Here are some links to the Burgess Shale
Priapulids especially Ottoia:
http://astrobiology.ucla.edu/ESS116/L02/0254%20Burgess%20worm.jpg
http://park.org/Canada/Museum/burgessshale/worms.html
http://www.dc.peachnet.edu/~pgore/geology/geo102/burgess/priap.gif
Kinorhynchs
The next group of small strippers, is the
Phylum Kinorhyncha; or as they are know to everybody who has
seen one, the kinorhynchs. The name of this small group is
derived from the Greek words, kineō meaning moving
and rhynchos meaning a beak or snout. The name is very
apt as the animals are continually moving and feeding by pushing
their introvertable proboscis in and out. There are only about
one hundred species of scientifically described kinorhynchs,
although most experts seem to agree that the total species
number likely significantly exceeds that rather paltry sum.
Figure 3. Two different species of Kinorhynchs. Left
image. View from
above the animal. Right image: Lateral view.

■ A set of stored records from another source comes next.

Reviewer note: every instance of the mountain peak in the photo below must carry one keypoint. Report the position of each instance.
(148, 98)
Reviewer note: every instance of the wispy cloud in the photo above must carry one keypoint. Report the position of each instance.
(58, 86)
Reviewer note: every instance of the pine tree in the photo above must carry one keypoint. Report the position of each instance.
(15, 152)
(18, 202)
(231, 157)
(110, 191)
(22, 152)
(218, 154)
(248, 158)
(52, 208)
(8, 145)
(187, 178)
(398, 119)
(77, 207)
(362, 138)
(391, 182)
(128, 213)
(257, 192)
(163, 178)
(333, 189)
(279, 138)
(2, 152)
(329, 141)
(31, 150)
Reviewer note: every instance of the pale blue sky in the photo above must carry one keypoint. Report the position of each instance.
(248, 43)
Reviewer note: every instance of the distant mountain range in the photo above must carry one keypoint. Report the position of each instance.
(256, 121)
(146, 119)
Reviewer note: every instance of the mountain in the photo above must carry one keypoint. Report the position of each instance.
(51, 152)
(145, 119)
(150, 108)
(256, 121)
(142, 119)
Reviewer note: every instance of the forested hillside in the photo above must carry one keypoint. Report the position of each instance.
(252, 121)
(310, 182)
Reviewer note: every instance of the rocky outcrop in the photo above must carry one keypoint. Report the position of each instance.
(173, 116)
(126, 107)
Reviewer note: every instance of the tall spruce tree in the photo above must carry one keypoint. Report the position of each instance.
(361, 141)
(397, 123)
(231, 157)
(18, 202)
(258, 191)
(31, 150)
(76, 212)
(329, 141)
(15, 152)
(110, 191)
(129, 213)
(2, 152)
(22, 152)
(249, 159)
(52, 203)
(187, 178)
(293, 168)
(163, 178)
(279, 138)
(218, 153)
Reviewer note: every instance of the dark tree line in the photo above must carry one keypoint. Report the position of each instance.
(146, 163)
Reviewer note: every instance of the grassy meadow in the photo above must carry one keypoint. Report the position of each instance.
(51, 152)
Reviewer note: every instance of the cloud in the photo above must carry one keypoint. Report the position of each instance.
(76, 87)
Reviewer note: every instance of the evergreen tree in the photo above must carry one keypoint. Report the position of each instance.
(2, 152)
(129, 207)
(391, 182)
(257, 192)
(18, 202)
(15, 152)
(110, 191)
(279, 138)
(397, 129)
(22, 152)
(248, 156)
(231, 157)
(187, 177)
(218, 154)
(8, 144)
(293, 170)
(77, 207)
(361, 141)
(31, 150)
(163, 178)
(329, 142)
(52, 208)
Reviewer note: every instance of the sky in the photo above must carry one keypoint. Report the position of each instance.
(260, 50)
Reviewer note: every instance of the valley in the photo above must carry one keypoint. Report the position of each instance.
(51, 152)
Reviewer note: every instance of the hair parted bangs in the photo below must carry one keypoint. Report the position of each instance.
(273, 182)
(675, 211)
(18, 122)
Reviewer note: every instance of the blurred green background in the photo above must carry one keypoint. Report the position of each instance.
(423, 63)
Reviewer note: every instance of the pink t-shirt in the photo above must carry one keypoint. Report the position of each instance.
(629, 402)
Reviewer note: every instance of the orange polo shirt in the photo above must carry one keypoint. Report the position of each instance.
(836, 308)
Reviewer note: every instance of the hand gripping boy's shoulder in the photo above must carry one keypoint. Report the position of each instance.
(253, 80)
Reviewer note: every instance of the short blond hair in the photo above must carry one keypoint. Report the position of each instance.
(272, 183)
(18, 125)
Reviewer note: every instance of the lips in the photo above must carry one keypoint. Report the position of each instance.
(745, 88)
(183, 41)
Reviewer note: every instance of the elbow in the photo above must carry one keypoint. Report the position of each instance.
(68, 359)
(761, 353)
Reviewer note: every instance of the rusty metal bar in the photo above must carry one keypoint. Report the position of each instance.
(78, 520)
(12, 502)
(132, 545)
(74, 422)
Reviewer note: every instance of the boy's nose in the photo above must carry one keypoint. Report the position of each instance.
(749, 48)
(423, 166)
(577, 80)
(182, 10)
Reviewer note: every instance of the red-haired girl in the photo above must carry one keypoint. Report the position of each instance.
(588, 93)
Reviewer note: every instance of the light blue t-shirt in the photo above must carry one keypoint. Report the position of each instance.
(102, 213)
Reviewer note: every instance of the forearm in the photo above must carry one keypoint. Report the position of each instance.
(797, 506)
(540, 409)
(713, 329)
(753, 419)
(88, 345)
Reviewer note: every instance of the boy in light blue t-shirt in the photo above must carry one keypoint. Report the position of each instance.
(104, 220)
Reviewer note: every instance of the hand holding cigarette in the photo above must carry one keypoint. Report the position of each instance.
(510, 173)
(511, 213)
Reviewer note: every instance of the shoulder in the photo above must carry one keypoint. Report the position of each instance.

All kinorhynchs live in marine habitats,
and they are all small, generally less than about 1/25th of
an inch, or 1 millimeter in length. They live in sand or sandy
mud and are not uncommon in such environments throughout the
world. They likely enter reef aquaria within wild collected
live sands. Although, they have not been definitively reported
from reef aquaria, I would expect them to be present in some
tanks, and they may actually be quite common, if overlooked,
reef tank inhabitants.
Here is a link to a labeled diagram and
some information:
http://www.ldeo.columbia.edu/dees/ees/life/slides/phyla/kinorhyncha.html
And another link showing some of the external
features:
http://biodidac.bio.uottawa.ca/Thumbnails/showimage.cfm?File_name=KINO001B&File_type=GIF
These are segmented animals, and generally
have thirteen segments, referred to a zonites. The body and
segments are often covered by spines, but they lack articulating
appendages. The most anterior point of the animal is the mouth,
located on an introvertable cone, which can be withdrawn into
the body. The body is covered with a thick chitinous cuticle.
There are three chitinous plates that comprise each zonite,
one thick curved dorsal plate, and two thinner ventral plates.
Depending upon the species, there are often adhesive tubules
that open in the ventral region of the worm. These are used
to "fasten" the animal in place when it is feeding.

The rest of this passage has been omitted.